When Justin Trudeau was elected prime minister of Canada in 2015, he swiftly gained international attention as a young, attractive, and progressive face; soon after his victory, hundreds of shrieking fans mobbed him at the APEC summit in Manila in a scene more fitting a rock star than a politician. The election of Donald Trump only raised his stature; as recently as February this year, a New York Times columnist cheered Trudeau and proclaimed Canada as “a moral leader of the free world.”
The following day, a media report brought Trudeau’s image tumbling down: it alleged that the prime minister’s office had repeatedly pressured former Attorney General Jody Wilson-Raybould to suspend criminal prosecution of Canada’s largest engineering and construction firm, SNC-Lavalin, which had been charged with having bribed Libya’s Gaddafi regime. The PM’s office proposed an alternative approach under which the company would pay a fine and implement strict anti-corruption compliance measures. Such agreements, common in elsewhere in the world, became part of Canadian law last year, almost certainly to accommodate the company.
The revelations put Trudeau on the defensive. He equivocated, saying the story was false, that Wilson-Raybould had not been “directed” to drop the case, something not alleged. To get his way, he had instead demoted her to the lowly portfolio of Veter- ans Affairs, which she accepted. But sources in the prime minister’s office exacerbated Trudeau’s problem by bad-mouthing her in the press, which did not sit well with her or the public. Trudeau said her continued presence as a minister in the government indicated she supported him.
But the story refused to go away and Wilson-Raybould resigned, with another minister following suit, saying “the whole story” has not been told. (This is very unusual in Canada; 1963 was the last time multiple ministers resigned over an issue of principle, when a Conservative government refused an American request to station nuclear weapons on Canadian soil.)

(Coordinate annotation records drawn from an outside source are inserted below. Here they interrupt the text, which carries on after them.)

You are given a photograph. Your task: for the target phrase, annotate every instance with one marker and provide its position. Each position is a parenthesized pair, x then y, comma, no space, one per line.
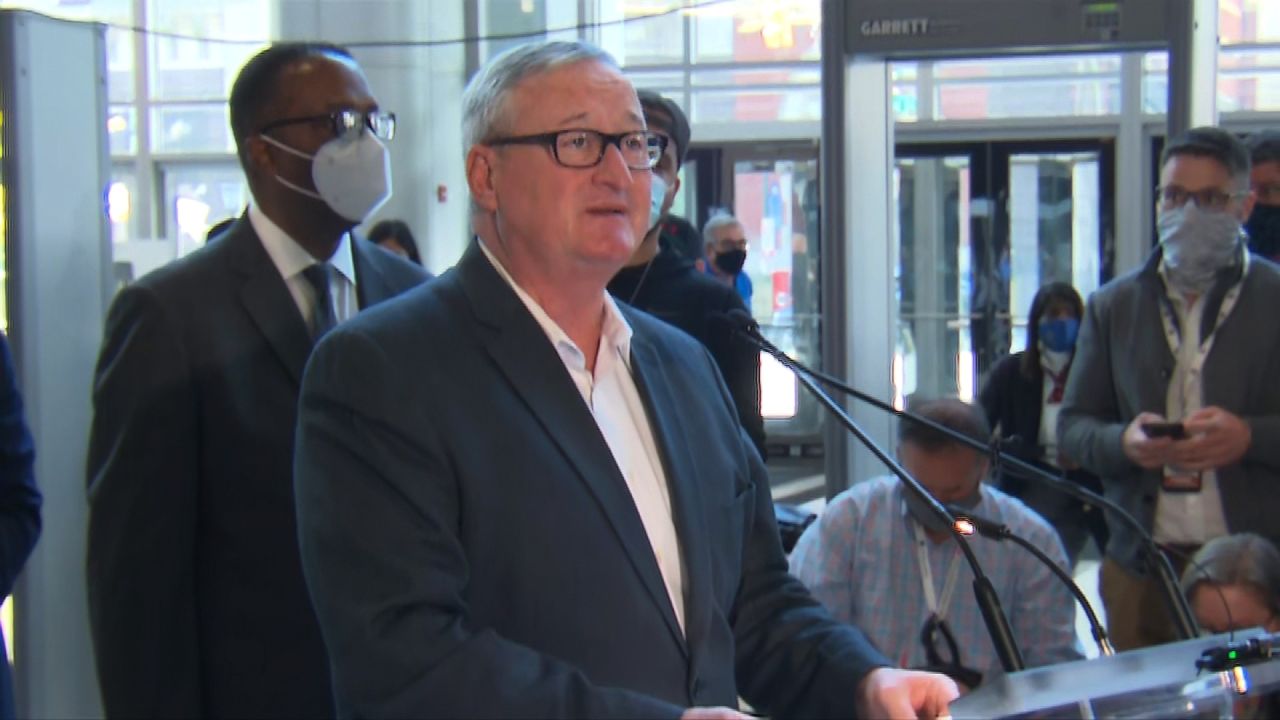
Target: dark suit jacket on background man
(196,592)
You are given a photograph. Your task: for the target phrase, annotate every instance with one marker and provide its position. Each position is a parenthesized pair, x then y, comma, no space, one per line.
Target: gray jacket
(1123,367)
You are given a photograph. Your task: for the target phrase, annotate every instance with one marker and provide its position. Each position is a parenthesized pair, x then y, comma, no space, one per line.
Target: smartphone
(1165,429)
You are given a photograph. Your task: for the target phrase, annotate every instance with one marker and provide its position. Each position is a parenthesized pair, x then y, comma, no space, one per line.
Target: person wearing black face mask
(1264,223)
(1023,395)
(661,282)
(193,563)
(878,559)
(726,254)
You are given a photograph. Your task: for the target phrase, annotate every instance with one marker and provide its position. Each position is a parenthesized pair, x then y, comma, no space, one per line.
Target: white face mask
(1197,244)
(657,194)
(352,177)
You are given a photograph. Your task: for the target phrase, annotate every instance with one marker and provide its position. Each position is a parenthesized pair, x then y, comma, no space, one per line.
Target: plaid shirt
(860,561)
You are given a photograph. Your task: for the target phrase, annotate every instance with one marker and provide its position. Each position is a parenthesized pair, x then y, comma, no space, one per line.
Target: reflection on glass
(933,354)
(757,31)
(1248,21)
(520,19)
(191,128)
(732,105)
(1027,98)
(186,68)
(643,33)
(1054,227)
(120,130)
(119,206)
(1248,80)
(197,196)
(777,204)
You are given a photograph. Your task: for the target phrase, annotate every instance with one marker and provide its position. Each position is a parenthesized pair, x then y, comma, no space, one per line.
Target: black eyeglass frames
(346,123)
(585,147)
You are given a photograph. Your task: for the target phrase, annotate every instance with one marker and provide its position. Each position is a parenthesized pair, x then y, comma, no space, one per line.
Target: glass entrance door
(775,194)
(981,227)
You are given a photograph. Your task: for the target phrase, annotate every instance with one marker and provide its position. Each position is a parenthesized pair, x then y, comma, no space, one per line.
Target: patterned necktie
(324,318)
(1059,379)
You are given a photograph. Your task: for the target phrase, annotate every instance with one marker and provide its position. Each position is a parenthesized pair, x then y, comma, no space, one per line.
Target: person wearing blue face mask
(662,282)
(196,597)
(1173,396)
(1022,397)
(1264,223)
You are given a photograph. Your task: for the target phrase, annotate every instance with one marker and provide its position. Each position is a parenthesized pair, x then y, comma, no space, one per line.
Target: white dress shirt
(291,259)
(1188,518)
(613,400)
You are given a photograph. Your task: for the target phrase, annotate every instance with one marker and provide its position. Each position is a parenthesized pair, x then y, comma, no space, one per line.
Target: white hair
(484,101)
(717,222)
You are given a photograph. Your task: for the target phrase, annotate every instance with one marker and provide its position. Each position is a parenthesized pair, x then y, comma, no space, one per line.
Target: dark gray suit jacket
(1123,367)
(472,548)
(197,602)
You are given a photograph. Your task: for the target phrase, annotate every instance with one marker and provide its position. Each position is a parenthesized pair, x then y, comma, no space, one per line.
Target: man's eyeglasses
(346,123)
(585,147)
(1208,199)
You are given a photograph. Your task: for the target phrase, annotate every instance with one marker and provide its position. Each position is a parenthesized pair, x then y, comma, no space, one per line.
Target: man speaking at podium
(517,499)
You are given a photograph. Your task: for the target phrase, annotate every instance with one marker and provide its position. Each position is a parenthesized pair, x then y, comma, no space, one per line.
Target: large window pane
(1248,21)
(657,80)
(1248,80)
(1027,87)
(743,105)
(905,92)
(184,68)
(122,130)
(1054,228)
(933,352)
(753,32)
(199,195)
(1155,83)
(120,200)
(510,23)
(755,77)
(643,35)
(191,128)
(1027,98)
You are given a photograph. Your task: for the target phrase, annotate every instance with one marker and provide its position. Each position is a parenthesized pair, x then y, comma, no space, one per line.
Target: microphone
(969,522)
(1184,619)
(740,323)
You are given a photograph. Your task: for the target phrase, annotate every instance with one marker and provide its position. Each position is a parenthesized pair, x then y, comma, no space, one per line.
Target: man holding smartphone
(1173,396)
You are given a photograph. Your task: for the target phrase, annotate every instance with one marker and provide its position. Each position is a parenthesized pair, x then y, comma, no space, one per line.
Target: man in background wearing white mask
(197,602)
(667,286)
(1173,397)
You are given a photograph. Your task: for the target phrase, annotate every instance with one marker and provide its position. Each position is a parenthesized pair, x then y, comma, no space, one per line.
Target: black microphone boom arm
(984,593)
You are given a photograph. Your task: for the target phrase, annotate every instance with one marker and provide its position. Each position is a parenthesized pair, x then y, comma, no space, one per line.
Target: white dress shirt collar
(616,332)
(288,256)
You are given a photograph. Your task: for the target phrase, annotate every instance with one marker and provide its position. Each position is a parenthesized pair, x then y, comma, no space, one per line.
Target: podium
(1155,682)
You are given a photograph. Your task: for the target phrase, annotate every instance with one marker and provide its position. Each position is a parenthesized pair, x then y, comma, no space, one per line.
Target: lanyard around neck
(1173,333)
(937,605)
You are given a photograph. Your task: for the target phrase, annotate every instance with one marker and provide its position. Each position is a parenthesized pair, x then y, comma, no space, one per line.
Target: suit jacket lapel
(268,299)
(677,464)
(536,373)
(371,285)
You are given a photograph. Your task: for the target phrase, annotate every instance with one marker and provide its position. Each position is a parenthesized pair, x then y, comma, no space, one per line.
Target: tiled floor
(1087,578)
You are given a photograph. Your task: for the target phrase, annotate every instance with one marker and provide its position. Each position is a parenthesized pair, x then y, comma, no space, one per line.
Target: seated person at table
(1233,583)
(881,561)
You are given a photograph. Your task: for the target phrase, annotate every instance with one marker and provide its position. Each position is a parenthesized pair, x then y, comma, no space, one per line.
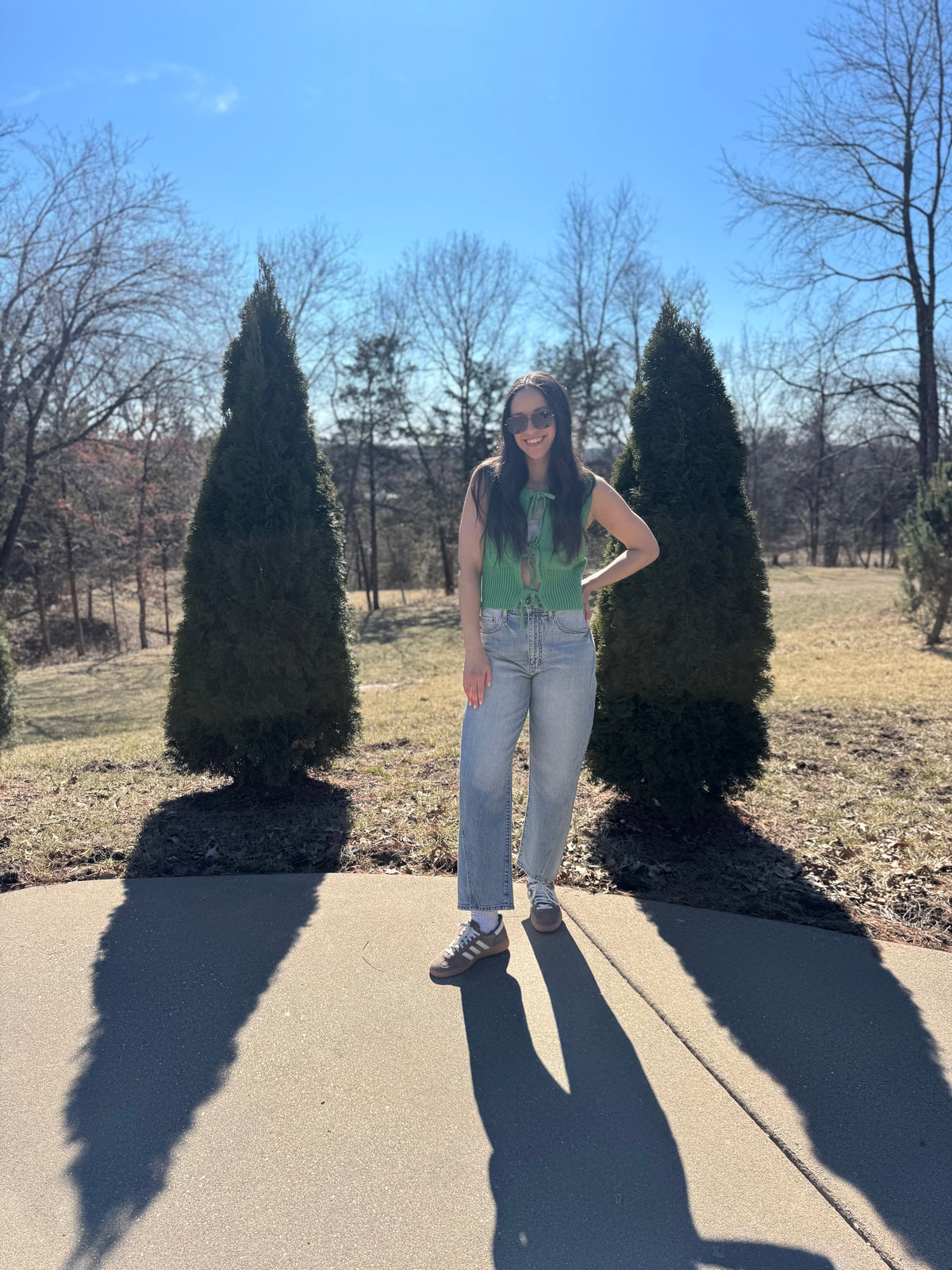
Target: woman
(524,611)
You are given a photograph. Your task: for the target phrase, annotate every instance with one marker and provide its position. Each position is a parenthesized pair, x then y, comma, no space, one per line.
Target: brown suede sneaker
(467,948)
(545,912)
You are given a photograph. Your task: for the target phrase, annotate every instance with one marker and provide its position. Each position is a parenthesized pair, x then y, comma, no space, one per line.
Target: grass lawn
(850,827)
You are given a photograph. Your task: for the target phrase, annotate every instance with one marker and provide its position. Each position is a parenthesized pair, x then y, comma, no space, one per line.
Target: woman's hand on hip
(478,676)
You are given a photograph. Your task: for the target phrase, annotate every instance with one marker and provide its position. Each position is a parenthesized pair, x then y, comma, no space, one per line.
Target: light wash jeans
(547,670)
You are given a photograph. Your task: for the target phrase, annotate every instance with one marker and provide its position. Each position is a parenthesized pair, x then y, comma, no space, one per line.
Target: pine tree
(8,685)
(683,645)
(926,554)
(263,679)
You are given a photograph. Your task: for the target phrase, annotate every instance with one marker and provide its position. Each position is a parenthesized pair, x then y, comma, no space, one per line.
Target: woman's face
(532,442)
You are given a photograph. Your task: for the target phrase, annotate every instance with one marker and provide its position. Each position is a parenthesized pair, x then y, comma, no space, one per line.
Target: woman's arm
(476,668)
(609,508)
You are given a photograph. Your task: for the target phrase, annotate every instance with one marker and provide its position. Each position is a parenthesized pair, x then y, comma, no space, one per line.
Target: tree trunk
(141,597)
(165,594)
(41,611)
(116,620)
(372,486)
(447,563)
(74,596)
(363,568)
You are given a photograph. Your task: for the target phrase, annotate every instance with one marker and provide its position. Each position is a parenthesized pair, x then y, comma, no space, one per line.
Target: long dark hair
(498,482)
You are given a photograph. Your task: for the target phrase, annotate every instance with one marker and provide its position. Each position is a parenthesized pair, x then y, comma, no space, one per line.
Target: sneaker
(545,912)
(467,948)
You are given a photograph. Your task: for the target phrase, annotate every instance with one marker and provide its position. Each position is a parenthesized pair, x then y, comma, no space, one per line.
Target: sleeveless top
(555,583)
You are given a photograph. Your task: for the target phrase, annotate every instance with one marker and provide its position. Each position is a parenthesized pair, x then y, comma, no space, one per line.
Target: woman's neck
(539,473)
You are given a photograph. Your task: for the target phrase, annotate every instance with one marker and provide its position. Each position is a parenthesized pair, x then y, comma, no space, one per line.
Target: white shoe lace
(467,933)
(543,895)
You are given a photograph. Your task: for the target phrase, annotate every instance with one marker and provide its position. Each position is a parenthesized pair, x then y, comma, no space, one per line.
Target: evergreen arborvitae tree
(683,645)
(263,679)
(926,554)
(8,685)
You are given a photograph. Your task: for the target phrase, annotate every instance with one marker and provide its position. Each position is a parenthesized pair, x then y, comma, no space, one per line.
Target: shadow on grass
(592,1178)
(389,625)
(182,965)
(712,861)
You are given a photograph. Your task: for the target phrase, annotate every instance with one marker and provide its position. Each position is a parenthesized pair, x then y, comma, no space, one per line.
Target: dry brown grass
(850,829)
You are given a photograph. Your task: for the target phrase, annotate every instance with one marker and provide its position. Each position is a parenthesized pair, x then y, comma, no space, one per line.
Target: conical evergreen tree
(263,679)
(926,554)
(683,647)
(8,685)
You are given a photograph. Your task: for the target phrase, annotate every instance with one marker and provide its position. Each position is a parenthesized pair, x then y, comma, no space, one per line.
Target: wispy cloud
(203,94)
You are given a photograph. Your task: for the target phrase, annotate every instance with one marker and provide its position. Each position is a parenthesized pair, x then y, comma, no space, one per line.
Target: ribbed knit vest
(555,583)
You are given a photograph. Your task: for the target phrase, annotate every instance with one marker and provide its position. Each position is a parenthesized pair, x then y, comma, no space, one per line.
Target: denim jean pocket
(571,622)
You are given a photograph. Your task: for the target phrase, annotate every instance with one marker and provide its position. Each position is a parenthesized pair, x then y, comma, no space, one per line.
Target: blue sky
(405,121)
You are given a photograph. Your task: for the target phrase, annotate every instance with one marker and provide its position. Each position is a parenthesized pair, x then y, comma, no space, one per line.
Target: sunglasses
(539,419)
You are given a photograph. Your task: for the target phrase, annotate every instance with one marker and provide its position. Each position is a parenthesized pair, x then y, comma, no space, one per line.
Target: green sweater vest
(555,583)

The Liberal caucus is deeply divided over whether the two former ministers ought to be expelled from the caucus and denied the right to run as Liberals in the coming Octo- ber election. Party discipline is much sturdier in Canada than in Britain. In Canada, a party’s leader must sign a candidate’s nomination paper if the candidate wishes to carry the party’s label on the ballot. Nominations by local constituency associations can be overridden, although they are usually manipulated by the leader’s entourage to produce the leader’s preferred candidate.
Canadians want to know more. Wilson-Raybould has said her ability to “speak my truth” was limited by solicitor-client privilege—some Liberal MPs are challenging her to speak her truth in parliament where it would be protected by parliamentary privilege. The Conservative leader has called on Trudeau to resign, a non-starter, and has asked the police to launch an obstruction-of-justice investigation. Whether they will, they won’t say. Trudeau has hired a personal lawyer and other lawyers have been hired to represent his staff.
This is a typical Canadian scandal: no money or sex for any politician’s direct benefit, and yet something smells rotten. Trudeau says he merely wants to save SNC-Lavalin from going under and taking down its 9,000 innocent Canadian employees.
Individual members of the old management team at SNC-Lavalin have been prosecuted and the company has completely new management and a new board of directors, headed by the former clerk of the cabinet, Canada’s most senior public servant. And whether the company is convicted at trial or gets away with Trudeau’s alternative, it will pay a heavy fine. But any criminal conviction under current law could prohibit the company from bidding on any Canadian government contracts for the next decade, and damage its reputation abroad. What foreign government would deal with a company blacklisted by its own government?
In politics, perception trumps all. Trudeau looks, and deserves to look, bad because he wasn’t transparent. Will the Liberals lose the October election? If the election were to be held this week, they probably would. They are counting on the public’s short attention span.
Canada’s Liberal Party has been the most electorally successful liberal party in the world since the late 19th century. They may not win a majority in October but don’t count them out. And if they lose and Trudeau resigns, don’t be surprised if the opportunistic Liberals turn to Wilson-Raybould to lead them. She says she spoke truth to power and the public believes her.